Rockwell Automation is a global technology leader focused on helping the world’s manufacturers be more productive, sustainable, and agile. They are seeking a Senior Cloud Operations Engineer to maintain and improve their Kubernetes platform, ensuring high availability, security, and performance while collaborating with various teams to automate operations.
Responsibilities:
- Maintain and improve our Kubernetes platform, ensuring high availability and scalability
- Implement infrastructure/configuration as code to automate operations. (Terraform, Ansible, Helm, Flux, Kustomize)
- Enhance observability and logging using OpenTelemetry and Elastic
- Building automated solutions that enable resiliency and self-healing of applications
- Managing Server Operating Systems (Windows and Linux)
- Managing Web Servers (IIS 10)
- Troubleshoot production incidents, perform root cause analysis, and drive reliability improvements
- Evaluate and implement cloud-native technologies to enhance platform efficiency
- Collaborate with security teams to ensure best practices for container security and compliance
- Work with multi-cluster management solutions such as Rancher, Cluster API (CAPI), or other Kubernetes fleet management tools
- Manage Kubernetes infrastructure on Azure and vSphere
- Participate in an on-call rotation to support platform operations and respond to incidents
Requirements:
- Bachelor's Degree or equivalent years of relevant work experience
- Legal authorization to work in the U.S. We will not sponsor individuals for employment visas, now or in the future, for this job opening
- Typically requires 5+ years of relevant professional experience in a cloud infrastructure, platform engineering, or operations role
- 3+ years working with Kubernetes in a production environment
- Proficiency with Terraform and Ansible
- Load balancer experience (F5 LTM, Azure Load Balancer)
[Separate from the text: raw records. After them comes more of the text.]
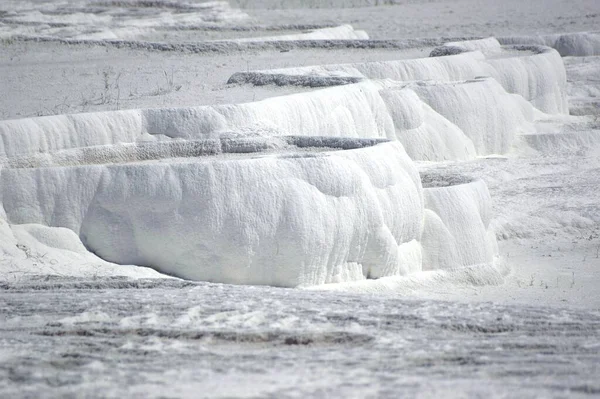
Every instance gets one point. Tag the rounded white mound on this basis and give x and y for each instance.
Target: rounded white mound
(284, 212)
(434, 121)
(576, 44)
(457, 229)
(536, 73)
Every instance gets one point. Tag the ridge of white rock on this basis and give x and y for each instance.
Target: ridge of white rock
(34, 249)
(457, 211)
(434, 121)
(287, 218)
(342, 32)
(535, 72)
(85, 20)
(575, 44)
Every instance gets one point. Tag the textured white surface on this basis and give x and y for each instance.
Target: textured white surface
(457, 229)
(434, 121)
(576, 44)
(535, 72)
(342, 32)
(286, 220)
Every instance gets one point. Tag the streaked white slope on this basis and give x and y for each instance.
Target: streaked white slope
(342, 32)
(458, 210)
(434, 121)
(576, 44)
(34, 249)
(296, 217)
(535, 72)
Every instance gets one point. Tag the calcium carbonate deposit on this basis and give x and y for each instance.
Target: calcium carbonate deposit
(160, 188)
(342, 198)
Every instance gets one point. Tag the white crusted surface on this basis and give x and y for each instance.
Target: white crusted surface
(279, 220)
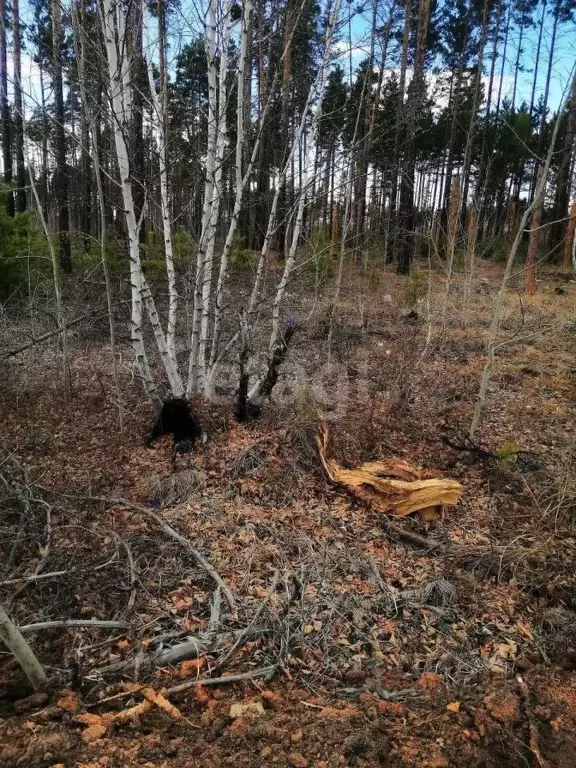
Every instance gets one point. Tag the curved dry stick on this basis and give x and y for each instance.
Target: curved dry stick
(65, 623)
(173, 533)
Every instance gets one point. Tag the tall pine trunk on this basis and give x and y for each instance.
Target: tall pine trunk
(5, 112)
(416, 96)
(18, 111)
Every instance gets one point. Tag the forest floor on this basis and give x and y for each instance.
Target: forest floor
(384, 654)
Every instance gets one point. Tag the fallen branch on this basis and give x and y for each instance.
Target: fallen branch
(391, 486)
(53, 574)
(193, 648)
(50, 334)
(264, 672)
(66, 623)
(534, 739)
(244, 633)
(397, 531)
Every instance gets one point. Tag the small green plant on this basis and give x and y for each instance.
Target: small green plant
(240, 257)
(317, 260)
(305, 427)
(507, 454)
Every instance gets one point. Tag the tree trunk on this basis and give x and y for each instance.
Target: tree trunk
(20, 649)
(533, 245)
(18, 111)
(569, 238)
(5, 113)
(60, 174)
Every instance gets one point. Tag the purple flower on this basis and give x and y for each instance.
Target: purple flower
(291, 321)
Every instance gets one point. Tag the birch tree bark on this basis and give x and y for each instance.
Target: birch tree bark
(114, 31)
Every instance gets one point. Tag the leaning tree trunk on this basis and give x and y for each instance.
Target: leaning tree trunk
(18, 111)
(60, 176)
(160, 105)
(114, 31)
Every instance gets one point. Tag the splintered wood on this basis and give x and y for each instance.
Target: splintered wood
(392, 486)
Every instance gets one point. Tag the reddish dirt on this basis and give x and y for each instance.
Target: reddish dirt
(365, 683)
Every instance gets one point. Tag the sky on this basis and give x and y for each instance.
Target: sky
(186, 23)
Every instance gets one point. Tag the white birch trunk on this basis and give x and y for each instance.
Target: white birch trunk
(315, 98)
(210, 46)
(17, 645)
(159, 105)
(113, 28)
(241, 182)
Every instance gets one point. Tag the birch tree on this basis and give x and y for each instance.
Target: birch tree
(113, 23)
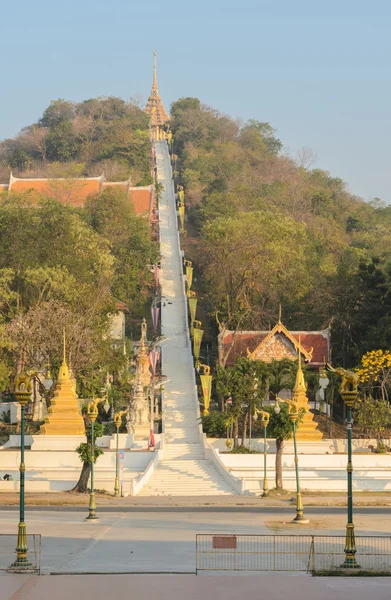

- Public Cloud experience (Microsoft Azure or Amazon Web Services)
- Experience with Linux administration and container runtimes (Docker, containerd)
- Familiarity with observability tools (OpenTelemetry, Elastic, PRTG, and Dynatrace)
- Experience managing multi-cluster Kubernetes environments. (Rancher & Cluster API)
- Solid understanding of RBAC, security policies, and secrets management in Kubernetes
- Hands-on experience with Azure and vSphere as Kubernetes infrastructure providers
- Capability to analyze packet captures using tools such as Wireshark
- Strong understanding of IPv4/IPv6, FTP, HTTP, SSL/TLS, HTML, XML
- Knowledge of .Net website functionality
- The ability to participate in an on-call rotation for platform support
- Prior experience in SRE or Platform Engineering roles
- Degree in Computer Science or related area